15) Glue or tape the new bust dart onto a piece of paper.

16)  Now we want the bottom leg to meet the top leg of the bust dart.  Make a clean fold along the lower dart leg to the dart apex, as best as possible.  Press down along the side seam so that the layers of paper are neatly folded, and the lower and upper dart legs meet each other neatly.
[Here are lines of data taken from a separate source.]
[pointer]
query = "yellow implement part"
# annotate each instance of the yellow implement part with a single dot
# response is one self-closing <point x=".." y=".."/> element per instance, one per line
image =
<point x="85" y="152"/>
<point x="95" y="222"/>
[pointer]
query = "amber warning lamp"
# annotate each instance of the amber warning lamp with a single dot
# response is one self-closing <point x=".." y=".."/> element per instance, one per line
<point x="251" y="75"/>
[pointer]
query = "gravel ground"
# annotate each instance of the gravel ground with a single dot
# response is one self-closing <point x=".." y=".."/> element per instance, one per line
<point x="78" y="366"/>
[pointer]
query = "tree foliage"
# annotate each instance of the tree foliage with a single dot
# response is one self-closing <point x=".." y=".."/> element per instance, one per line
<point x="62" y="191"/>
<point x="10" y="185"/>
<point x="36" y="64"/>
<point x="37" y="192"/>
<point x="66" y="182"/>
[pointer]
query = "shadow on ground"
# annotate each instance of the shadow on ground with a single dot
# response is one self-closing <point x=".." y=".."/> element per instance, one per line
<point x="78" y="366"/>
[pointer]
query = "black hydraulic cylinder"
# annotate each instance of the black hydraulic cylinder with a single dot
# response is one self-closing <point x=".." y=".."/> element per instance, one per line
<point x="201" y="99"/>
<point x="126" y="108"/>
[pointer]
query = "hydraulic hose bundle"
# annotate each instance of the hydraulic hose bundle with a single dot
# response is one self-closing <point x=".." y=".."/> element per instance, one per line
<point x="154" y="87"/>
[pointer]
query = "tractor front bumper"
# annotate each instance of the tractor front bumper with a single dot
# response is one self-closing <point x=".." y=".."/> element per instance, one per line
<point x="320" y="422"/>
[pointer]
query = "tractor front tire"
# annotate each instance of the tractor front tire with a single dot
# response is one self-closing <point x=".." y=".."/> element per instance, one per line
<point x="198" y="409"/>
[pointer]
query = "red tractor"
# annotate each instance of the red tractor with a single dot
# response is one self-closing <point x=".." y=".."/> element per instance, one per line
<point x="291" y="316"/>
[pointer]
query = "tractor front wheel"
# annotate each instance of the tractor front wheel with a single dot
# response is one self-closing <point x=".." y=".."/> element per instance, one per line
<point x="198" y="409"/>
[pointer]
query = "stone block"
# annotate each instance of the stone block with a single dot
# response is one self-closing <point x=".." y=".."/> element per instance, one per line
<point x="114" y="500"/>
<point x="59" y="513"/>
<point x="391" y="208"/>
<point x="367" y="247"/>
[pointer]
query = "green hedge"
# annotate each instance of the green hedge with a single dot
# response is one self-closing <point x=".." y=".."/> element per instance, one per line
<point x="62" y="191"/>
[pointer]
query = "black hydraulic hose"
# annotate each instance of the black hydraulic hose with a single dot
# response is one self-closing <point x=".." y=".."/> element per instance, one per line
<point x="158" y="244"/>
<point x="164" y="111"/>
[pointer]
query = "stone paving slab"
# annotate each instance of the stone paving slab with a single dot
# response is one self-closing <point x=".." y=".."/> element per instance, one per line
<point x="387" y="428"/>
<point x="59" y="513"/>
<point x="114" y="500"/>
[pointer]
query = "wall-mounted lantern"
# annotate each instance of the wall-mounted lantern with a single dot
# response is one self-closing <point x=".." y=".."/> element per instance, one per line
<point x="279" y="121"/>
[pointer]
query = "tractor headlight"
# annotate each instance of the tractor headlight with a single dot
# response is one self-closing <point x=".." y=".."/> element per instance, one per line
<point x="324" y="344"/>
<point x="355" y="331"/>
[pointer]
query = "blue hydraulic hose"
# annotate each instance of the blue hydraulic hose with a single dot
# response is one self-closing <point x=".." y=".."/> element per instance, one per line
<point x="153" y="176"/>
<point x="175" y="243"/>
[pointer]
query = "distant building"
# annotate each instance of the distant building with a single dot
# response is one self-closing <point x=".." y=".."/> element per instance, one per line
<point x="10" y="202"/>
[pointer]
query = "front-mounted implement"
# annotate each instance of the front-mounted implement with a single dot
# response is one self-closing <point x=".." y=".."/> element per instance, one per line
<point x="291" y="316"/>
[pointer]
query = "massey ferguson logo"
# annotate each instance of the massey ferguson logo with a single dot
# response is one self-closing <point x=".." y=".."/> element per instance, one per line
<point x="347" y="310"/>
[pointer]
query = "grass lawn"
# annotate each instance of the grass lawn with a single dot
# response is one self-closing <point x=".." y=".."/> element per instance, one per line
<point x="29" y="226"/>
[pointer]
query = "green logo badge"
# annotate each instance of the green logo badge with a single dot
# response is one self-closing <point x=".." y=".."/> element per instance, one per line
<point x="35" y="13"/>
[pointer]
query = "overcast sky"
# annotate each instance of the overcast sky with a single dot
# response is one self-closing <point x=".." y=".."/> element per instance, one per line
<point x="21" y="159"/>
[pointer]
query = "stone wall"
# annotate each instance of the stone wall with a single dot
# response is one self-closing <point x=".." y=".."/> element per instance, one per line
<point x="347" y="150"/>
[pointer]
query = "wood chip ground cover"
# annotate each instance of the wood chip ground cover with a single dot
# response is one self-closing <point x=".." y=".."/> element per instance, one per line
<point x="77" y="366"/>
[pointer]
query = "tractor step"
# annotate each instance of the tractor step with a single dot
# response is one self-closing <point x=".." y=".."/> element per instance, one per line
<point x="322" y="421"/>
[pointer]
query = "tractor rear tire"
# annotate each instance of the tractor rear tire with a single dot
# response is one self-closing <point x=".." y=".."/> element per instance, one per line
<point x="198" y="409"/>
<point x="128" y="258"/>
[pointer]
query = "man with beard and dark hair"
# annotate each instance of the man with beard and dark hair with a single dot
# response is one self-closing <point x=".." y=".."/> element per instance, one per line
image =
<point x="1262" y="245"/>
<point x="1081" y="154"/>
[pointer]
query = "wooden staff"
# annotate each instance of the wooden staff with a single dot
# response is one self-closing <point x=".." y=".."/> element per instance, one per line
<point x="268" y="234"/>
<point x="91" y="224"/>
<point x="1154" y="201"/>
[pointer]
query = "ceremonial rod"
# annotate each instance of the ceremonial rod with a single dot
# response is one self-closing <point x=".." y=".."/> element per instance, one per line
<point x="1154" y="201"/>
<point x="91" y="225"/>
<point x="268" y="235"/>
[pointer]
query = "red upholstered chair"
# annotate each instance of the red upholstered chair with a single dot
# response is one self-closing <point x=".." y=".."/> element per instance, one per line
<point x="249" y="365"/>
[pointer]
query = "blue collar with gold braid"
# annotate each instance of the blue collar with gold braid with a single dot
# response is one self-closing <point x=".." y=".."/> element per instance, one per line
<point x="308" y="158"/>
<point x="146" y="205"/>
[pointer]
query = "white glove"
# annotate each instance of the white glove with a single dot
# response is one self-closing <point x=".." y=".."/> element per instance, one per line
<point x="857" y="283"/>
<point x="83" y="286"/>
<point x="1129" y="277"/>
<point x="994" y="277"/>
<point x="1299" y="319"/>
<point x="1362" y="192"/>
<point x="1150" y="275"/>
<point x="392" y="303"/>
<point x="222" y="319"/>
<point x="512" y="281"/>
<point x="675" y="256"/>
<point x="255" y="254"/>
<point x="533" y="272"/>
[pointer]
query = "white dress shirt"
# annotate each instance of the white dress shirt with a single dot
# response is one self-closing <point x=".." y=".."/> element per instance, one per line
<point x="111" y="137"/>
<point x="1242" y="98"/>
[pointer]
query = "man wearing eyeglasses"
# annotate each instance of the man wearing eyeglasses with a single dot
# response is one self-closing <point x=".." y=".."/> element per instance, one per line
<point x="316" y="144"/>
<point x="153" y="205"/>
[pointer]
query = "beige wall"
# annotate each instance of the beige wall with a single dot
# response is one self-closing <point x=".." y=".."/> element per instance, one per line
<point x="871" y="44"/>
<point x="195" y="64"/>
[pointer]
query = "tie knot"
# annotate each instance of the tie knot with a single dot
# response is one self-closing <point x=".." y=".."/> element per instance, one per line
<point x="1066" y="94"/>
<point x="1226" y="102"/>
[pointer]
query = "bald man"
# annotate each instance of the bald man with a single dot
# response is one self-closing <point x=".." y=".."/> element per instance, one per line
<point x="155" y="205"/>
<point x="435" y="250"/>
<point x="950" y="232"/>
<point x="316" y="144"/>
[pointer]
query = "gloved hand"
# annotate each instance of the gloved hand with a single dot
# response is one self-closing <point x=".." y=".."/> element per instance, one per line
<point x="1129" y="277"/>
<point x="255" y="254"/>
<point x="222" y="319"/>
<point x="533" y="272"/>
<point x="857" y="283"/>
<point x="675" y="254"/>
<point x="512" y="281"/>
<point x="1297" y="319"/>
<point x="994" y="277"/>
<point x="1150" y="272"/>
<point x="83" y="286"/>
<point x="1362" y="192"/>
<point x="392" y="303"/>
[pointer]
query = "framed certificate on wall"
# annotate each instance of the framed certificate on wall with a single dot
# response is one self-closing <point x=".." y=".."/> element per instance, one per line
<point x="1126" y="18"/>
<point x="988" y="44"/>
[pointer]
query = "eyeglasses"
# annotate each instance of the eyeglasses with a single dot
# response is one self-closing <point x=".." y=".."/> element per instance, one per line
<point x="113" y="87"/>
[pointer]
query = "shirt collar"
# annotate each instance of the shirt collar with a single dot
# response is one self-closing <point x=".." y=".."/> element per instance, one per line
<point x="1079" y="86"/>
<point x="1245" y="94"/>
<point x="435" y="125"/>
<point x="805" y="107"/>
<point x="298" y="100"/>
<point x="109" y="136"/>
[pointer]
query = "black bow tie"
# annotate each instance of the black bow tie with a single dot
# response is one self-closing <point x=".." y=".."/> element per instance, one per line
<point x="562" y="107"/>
Using a tracing wheel or something pointy (I'm using my pivot tool) punch through the three layers of paper lightly, along the side seam line.
17)  Connnect the punched dots with a pencil.
18)  Trim away the excess paper.

19)  Draw a line through the centre of the bust dart to the apex. Mark a notch 2cm down that line, to the left of the apex.  This is the new bust dart point.
20)  Draw in the legs of the bust dart by connecting the new bust dart point to the end of the original dart legs.

We have to make an adjustment for the V-neck. (If you do not want to add a V-neck, do not include this step)  
21)  Measure in one centimetre from the centre front at the neckline and mark.  Draw a long line from this point down the front of the to where the centre front meets the waist, or "zero".  Trim along this line.
22)  Draw in a new grainline parallel to the centre front.


We're nearly there - we've moved the waist dart, adjusted for the sleeveless bodice and lower neckline.